Our findings suggest that prediabetic subjects with SCH demonstrate higher prevalence of microalbuminuria than their non-SCH counterparts. SCH is also independently associated with microalbuminuria in prediabetic subjects. Screening and treatment for SCH may be warranted in those patients.
最近的证据表明,亚临床甲状腺功能减退症(SCH)与 2 型糖尿病患者的微量白蛋白尿之间存在关联。然而,尚未研究 SCH 是否与糖尿病前期患者的微量白蛋白尿有关。因此,我们评估了一批埃及糖尿病前期成年人中 SCH 与微量白蛋白尿之间的关系。

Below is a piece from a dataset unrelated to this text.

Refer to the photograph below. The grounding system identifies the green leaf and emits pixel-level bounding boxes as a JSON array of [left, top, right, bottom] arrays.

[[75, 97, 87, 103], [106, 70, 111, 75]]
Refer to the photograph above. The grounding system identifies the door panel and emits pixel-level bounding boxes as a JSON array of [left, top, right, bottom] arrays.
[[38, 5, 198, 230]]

共纳入 147 例糖尿病前期患者和 150 例年龄和性别相匹配的健康对照者进行这项研究。评估了人体测量学指标、血糖、血脂谱、胰岛素抵抗的稳态模型评估(HOMA-IR)、促甲状腺激素(TSH)、游离甲状腺素、三碘甲状腺原氨酸水平和尿白蛋白/肌酐比值(UACR)。
糖尿病前期患者中 SCH 和微量白蛋白尿的患病率高于健康对照组(16.3%比 4%,P<0.001;12.9%比 5.3%,P=0.02)。SCH 的糖尿病前期患者的 HOMA-IR、TSH 水平、UACR 和微量白蛋白尿患病率显著高于甲状腺功能正常者。TSH 水平与总胆固醇(P=0.05)、空腹胰岛素(P=0.01)、HOMA-IR(P=0.01)和 UACR(P=0.005)相关。UACR 与腰围(P=0.01)、空腹胰岛素(P=0.05)和 HOMA-IR(P=0.02)相关。多元逻辑回归分析显示,SCH 与混杂因素独立相关(β=2.59;P=0.01)。
我们的研究结果表明,SCH 的糖尿病前期患者微量白蛋白尿的患病率高于非 SCH 患者。SCH 也与糖尿病前期患者的微量白蛋白尿独立相关。在这些患者中,可能需要对 SCH 进行筛查和治疗。